A report issued by Research and Markets reveals that Nigeria is the most competitive fixed-line market in Africa. The country features two national operators (SNO, Globacom) and more than 80 other companies licensed to provide fixed-telephony services.
The alternative carriers combined now provide over 95% of all fixed connections while the ailing incumbent, Nitel, is struggling to attract a new strategic investor and looking for new business models to turn the company around. On Monday, Chukwuma Nwokoh, spokesman for Nigeria’s Bureau of Public Enterprises, appealed to Omen International Ltd. to renew its $956.9 million bid for Nitel if it was still interested.
The majority of fixed lines have been implemented using wireless technologies, which give the network operators the opportunity to enter the lucrative mobile market under a unified licensing regime and has helped them to secure hundreds of millions of US$ in investments from local and foreign investors.

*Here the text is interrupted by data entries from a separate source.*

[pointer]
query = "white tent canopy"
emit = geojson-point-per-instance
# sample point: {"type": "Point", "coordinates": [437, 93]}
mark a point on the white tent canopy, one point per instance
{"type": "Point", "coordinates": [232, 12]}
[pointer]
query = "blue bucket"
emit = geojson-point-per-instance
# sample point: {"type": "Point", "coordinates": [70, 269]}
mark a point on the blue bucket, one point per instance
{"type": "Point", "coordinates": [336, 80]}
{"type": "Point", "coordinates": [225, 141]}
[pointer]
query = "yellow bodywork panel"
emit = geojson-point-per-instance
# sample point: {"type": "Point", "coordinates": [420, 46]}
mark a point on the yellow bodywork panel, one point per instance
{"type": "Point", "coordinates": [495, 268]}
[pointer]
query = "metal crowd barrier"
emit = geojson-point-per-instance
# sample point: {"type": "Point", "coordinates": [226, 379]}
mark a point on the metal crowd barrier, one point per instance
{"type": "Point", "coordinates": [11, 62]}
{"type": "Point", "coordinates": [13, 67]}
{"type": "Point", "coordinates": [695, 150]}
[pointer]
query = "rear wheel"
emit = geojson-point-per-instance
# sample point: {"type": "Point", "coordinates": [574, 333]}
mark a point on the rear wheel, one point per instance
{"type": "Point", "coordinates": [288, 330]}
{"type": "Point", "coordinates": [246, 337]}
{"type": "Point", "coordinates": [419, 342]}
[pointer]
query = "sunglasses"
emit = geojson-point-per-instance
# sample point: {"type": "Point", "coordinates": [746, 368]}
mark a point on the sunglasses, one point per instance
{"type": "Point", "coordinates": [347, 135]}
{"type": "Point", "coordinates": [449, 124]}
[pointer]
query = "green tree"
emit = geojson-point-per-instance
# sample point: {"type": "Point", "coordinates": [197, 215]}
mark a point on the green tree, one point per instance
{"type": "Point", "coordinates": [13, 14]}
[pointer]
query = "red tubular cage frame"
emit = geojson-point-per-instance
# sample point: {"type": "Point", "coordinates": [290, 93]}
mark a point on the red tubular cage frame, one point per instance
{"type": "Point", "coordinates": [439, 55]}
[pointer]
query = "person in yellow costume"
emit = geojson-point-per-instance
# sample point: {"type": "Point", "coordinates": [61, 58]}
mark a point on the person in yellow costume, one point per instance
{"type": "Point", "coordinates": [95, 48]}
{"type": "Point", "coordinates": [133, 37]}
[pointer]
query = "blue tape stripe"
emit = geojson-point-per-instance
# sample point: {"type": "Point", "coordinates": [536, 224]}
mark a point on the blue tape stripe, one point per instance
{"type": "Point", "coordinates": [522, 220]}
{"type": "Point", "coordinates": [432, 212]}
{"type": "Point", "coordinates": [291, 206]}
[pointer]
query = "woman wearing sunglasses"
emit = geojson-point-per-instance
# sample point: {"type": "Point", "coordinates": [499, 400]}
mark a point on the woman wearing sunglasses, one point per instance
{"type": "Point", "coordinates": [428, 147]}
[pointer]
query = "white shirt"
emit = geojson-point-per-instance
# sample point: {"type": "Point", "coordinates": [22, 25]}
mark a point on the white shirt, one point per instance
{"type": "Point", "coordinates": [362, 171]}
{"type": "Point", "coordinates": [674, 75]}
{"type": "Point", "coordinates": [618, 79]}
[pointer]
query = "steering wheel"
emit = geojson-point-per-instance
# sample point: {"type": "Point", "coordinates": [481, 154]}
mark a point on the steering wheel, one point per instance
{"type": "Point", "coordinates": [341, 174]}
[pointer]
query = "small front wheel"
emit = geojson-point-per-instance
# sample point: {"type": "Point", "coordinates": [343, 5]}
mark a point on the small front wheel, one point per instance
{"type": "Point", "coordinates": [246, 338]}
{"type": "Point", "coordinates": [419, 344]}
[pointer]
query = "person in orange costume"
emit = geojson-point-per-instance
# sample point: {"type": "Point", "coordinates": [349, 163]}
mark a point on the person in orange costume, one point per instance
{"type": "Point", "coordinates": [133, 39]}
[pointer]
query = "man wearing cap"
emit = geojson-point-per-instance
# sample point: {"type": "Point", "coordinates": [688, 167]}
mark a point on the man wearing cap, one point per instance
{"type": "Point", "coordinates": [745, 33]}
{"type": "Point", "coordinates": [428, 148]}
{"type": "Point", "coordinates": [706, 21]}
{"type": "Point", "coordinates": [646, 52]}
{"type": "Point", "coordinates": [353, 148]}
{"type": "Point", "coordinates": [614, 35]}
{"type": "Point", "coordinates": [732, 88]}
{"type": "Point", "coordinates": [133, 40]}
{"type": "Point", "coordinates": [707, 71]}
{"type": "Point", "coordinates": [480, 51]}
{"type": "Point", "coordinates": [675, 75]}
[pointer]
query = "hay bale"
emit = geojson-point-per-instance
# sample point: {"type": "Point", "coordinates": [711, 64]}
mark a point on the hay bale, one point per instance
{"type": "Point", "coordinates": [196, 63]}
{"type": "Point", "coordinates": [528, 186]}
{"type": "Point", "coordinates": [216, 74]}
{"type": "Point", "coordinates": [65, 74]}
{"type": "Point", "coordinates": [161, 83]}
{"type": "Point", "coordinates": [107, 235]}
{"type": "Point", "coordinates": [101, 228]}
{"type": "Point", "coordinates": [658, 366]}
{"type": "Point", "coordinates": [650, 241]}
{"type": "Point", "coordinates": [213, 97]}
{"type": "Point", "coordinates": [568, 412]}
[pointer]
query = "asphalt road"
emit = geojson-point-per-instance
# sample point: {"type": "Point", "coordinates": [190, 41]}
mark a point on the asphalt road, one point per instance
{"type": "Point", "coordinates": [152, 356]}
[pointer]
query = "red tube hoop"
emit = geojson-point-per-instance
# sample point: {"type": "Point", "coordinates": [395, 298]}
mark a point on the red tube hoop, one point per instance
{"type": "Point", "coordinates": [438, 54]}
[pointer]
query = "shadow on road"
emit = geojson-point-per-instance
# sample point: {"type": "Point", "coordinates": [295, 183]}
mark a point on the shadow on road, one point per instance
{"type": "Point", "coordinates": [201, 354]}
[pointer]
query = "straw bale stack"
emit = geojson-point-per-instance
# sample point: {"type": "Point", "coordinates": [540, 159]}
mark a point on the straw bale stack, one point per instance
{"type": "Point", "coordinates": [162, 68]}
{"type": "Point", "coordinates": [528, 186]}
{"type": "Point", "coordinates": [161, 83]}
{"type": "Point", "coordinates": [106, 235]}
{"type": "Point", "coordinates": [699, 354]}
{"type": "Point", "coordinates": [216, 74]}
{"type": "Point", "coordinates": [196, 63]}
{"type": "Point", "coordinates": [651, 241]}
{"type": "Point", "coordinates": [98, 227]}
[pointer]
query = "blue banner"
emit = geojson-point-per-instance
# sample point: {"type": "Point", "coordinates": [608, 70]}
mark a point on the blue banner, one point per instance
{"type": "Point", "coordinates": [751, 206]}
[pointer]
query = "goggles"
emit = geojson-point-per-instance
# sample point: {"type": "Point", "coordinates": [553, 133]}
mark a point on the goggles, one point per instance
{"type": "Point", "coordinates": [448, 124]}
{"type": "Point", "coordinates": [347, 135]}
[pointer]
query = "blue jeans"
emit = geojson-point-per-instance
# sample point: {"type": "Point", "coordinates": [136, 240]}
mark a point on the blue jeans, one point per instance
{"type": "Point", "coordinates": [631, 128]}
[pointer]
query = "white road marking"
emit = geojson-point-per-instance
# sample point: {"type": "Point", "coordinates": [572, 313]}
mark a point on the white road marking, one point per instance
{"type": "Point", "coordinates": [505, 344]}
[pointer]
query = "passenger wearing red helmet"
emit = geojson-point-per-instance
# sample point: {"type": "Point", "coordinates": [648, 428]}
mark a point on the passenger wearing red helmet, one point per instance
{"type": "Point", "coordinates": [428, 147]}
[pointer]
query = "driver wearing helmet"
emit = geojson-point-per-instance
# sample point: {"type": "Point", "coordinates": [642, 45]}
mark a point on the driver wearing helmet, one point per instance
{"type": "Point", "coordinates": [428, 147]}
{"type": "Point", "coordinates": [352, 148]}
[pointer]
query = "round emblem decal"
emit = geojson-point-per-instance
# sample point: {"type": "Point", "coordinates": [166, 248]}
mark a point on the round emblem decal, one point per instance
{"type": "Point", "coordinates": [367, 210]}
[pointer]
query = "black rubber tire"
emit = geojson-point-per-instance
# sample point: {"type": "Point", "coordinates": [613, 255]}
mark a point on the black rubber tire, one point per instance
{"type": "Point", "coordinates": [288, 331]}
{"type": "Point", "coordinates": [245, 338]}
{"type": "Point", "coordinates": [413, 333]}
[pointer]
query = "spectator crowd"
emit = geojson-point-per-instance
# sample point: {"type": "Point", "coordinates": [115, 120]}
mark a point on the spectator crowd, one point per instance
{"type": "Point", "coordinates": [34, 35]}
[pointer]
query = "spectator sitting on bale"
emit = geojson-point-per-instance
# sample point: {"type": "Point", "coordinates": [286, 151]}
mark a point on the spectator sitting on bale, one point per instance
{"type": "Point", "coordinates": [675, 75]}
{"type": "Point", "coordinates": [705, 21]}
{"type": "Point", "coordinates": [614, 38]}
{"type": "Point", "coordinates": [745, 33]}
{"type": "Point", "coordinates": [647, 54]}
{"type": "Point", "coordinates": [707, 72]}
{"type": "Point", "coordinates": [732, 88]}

Several microwave and fibre-based national backbone infrastructures are being rolled out by various companies. Nitel’s monopoly on international fibre bandwidth via the SAT-3/WASC submarine cable system ended in 2009 when Globacom’s Glo-1 cable landed in the country, which will also deliver a boost to the country’s underdeveloped Internet and broadband sector. Additional submarine cables are scheduled to go online in 2011 and 2012.

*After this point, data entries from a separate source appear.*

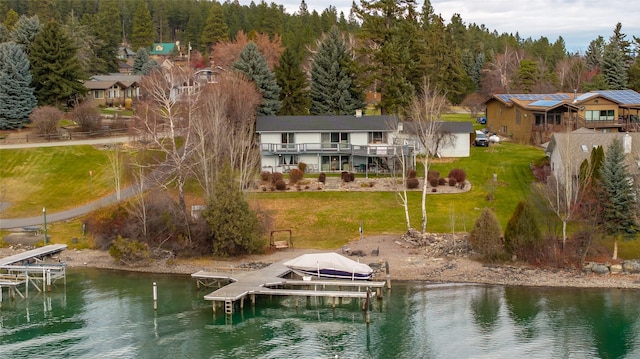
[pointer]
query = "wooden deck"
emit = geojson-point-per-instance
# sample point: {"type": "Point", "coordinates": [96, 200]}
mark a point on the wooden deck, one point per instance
{"type": "Point", "coordinates": [20, 270]}
{"type": "Point", "coordinates": [38, 254]}
{"type": "Point", "coordinates": [270, 281]}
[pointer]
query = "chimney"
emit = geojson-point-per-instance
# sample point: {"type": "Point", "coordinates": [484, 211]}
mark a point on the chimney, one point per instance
{"type": "Point", "coordinates": [626, 143]}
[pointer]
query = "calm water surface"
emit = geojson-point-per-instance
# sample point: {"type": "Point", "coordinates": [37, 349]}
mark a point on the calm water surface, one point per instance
{"type": "Point", "coordinates": [109, 314]}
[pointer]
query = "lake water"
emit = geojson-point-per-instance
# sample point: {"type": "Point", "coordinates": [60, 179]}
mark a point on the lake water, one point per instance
{"type": "Point", "coordinates": [109, 314]}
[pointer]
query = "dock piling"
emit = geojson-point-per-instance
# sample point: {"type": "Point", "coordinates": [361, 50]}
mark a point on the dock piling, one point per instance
{"type": "Point", "coordinates": [155, 296]}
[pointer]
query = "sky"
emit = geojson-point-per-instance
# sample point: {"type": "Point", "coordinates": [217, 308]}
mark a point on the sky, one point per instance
{"type": "Point", "coordinates": [577, 21]}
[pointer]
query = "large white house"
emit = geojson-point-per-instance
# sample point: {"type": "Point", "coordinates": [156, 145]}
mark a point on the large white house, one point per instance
{"type": "Point", "coordinates": [343, 143]}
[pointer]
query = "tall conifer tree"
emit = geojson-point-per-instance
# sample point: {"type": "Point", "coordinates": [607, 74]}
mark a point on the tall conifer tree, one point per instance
{"type": "Point", "coordinates": [57, 75]}
{"type": "Point", "coordinates": [333, 88]}
{"type": "Point", "coordinates": [142, 35]}
{"type": "Point", "coordinates": [254, 65]}
{"type": "Point", "coordinates": [16, 94]}
{"type": "Point", "coordinates": [293, 83]}
{"type": "Point", "coordinates": [215, 29]}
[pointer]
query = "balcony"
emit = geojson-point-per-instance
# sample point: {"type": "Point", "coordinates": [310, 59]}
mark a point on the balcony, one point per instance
{"type": "Point", "coordinates": [334, 148]}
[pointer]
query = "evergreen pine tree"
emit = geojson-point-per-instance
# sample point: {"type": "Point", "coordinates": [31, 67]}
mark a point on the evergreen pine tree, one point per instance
{"type": "Point", "coordinates": [618, 196]}
{"type": "Point", "coordinates": [142, 65]}
{"type": "Point", "coordinates": [593, 55]}
{"type": "Point", "coordinates": [215, 29]}
{"type": "Point", "coordinates": [293, 82]}
{"type": "Point", "coordinates": [613, 67]}
{"type": "Point", "coordinates": [254, 65]}
{"type": "Point", "coordinates": [333, 89]}
{"type": "Point", "coordinates": [234, 227]}
{"type": "Point", "coordinates": [56, 73]}
{"type": "Point", "coordinates": [522, 235]}
{"type": "Point", "coordinates": [142, 35]}
{"type": "Point", "coordinates": [16, 94]}
{"type": "Point", "coordinates": [4, 33]}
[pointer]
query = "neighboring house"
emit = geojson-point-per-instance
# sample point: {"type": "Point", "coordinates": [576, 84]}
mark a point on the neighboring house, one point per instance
{"type": "Point", "coordinates": [567, 151]}
{"type": "Point", "coordinates": [533, 118]}
{"type": "Point", "coordinates": [330, 143]}
{"type": "Point", "coordinates": [112, 90]}
{"type": "Point", "coordinates": [454, 138]}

the fixed-line market is not the only area in which Nigeria’s telecoms sector is experiencing growth. MTN Nigeria has announced that it will spend $1Billion CAPEX on optimization, building the fiber network, improving transmission capacity, building more base stations and substantially increasing the capacity of its network. In Nigeria, demand still outstrips supply particularly where tariff discounts are available. MTN Nigeria has continued to address this by continuous investment through aggressive network roll out, since it commenced operations in Nigeria in 2001.